TRIBUNE - Par Jérémy Soued, associé du cabinet d’expertise comptable et de conseil ECAI
Au cœur d'une course mondiale effrénée où la technologie façonne les équilibres économiques et géopolitiques, la France ne peut plus se permettre de négliger l’innovation, véritable moteur de sa compétitivité économique et technologique. Pourtant, alors que l'État multiplie les déclarations volontaristes sur la nécessité d’investir massivement dans la recherche et l’innovation, les dispositifs qui constituent la colonne vertébrale du soutien aux startups françaises subissent paradoxalement des rabotages répétés.
Des dispositifs stratégiques en perte de vitesse
Le Crédit d’Impôt Recherche (CIR), le statut de Jeune Entreprise Innovante (JEI) ou encore les dispositifs spécifiques dédiés à l’innovation sont aujourd’hui indispensables aux startups françaises. Le CIR, longtemps loué comme le dispositif fiscal le plus généreux d’Europe, voit ses conditions d’éligibilité se durcir, et ses contrôles s’intensifier, à tel point que de nombreuses jeunes entreprises hésitent désormais à y recourir.
Le statut JEI, quant à lui, essentiel à l’amorçage, subit progressivement des réductions de ses avantages fiscaux et sociaux, érodant sa pertinence au fil du temps.
Conséquences : entre ralentissement et fragilisation
Ces décisions ne sont pas sans conséquences concrètes. Sur le terrain, nous observons l’impact de ces réductions auprès des startups. Nombre d’entre elles peinent désormais à sécuriser leurs premiers tours de table, essentiels pour leur développement et leur survie. Confrontées à des dispositifs moins avantageux, elles sont contraintes de ralentir leur innovation, réduisant drastiquement leurs ambitions, et parfois même de renoncer à embaucher des talents pourtant cruciaux pour leur croissance.
Pire encore, ces restrictions génèrent des effets de bord inquiétants. Face aux difficultés croissantes de financement, certaines startups se tournent vers des fonds d’investissement étrangers, voire envisagent ouvertement l’exil fiscal vers des pays aux régimes d’aides plus attractifs. Cette situation crée une fuite des cerveaux et des capitaux, paradoxalement contraire aux ambitions affichées d’une France innovante et souveraine.
Par ailleurs, les complications administratives et fiscales ont fait émerger une économie souterraine autour des dispositifs de financement, où certains acteurs privés prélèvent des pourcentages pour des services pourtant accessibles gratuitement. Cette dérive accentue les inégalités entre startups, certaines ayant les moyens d'y recourir, tandis que d'autres restent sur le bord de la route.

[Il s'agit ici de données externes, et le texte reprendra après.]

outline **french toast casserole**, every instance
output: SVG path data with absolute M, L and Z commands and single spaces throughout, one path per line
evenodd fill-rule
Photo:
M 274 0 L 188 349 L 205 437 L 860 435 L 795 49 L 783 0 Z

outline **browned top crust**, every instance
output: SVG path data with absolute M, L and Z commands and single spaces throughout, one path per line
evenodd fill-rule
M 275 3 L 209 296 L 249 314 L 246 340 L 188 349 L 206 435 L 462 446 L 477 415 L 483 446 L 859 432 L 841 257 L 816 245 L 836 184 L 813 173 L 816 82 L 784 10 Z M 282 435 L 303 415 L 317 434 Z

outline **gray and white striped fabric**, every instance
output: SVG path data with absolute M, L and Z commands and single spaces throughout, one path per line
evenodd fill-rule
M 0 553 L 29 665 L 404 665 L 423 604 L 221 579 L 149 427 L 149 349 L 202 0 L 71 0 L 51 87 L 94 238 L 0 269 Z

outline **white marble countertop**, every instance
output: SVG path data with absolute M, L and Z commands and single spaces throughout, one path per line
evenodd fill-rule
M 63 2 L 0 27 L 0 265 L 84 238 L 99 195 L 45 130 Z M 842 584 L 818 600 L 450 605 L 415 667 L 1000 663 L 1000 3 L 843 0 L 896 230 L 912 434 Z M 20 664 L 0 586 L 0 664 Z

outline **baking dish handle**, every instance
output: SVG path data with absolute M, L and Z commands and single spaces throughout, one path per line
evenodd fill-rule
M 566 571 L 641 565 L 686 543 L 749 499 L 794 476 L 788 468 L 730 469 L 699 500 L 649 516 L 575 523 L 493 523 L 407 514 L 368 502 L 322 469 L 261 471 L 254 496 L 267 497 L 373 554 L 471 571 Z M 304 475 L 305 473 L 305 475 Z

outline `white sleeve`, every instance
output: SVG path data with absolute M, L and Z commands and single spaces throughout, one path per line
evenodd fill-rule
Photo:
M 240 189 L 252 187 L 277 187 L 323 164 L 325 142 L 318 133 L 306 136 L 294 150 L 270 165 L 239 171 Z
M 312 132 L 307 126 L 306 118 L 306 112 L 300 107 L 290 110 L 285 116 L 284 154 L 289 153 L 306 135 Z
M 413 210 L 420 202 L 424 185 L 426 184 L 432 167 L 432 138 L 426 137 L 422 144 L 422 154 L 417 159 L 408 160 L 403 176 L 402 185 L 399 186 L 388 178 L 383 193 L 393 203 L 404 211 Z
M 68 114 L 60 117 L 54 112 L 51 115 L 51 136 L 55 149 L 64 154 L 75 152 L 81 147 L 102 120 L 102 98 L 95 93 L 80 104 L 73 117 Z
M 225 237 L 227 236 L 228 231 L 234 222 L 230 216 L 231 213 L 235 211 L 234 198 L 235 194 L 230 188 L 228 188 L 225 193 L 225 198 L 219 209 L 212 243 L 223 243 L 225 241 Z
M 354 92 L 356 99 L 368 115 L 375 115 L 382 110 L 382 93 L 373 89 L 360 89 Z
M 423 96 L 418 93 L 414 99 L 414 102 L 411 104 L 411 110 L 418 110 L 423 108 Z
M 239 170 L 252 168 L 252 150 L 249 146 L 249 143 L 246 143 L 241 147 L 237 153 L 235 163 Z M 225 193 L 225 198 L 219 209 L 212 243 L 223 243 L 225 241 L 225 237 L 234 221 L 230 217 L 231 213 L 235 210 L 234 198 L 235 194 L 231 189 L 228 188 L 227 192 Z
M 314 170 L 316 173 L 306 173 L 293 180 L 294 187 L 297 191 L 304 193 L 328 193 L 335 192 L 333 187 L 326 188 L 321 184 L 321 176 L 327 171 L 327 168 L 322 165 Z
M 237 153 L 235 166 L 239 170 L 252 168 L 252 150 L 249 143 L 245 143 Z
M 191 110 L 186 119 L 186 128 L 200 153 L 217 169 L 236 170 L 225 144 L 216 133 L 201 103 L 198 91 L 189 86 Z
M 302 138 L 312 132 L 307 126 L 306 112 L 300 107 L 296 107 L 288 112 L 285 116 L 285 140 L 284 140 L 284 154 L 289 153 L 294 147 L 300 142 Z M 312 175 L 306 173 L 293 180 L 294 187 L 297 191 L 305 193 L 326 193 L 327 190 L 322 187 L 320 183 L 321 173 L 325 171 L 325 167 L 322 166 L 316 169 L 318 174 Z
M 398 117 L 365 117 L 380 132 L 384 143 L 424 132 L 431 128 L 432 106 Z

Des mesures urgentes pour préserver notre attractivité
Pour préserver l’attractivité de la France, il est urgent d’agir. Le gouvernement doit rapidement rétablir une cohérence entre ses ambitions politiques et les réalités économiques. Parmi les propositions concrètes, citons la nécessité d’assouplir et de clarifier les critères d’éligibilité au CIR, en réduisant les délais et l'incertitude liés aux contrôles fiscaux. De même, le statut JEI doit retrouver son attractivité initiale, notamment via une extension de sa durée d’application ou un renforcement significatif de ses exonérations fiscales et sociales.
Il est impératif que l’État entende enfin ce message et traduise ses déclarations en actes forts et cohérents.
Le temps presse. Les startups françaises, ces graines de souveraineté technologique, attendent plus que des discours. Elles attendent des actes.
Aujourd’hui le gouvernement doit assumer notre ambition technologique et mettre immédiatement en place les mesures nécessaires pour faire de la France une terre fertile pour l’innovation de demain. Il est encore temps, mais demain sera peut-être trop tard.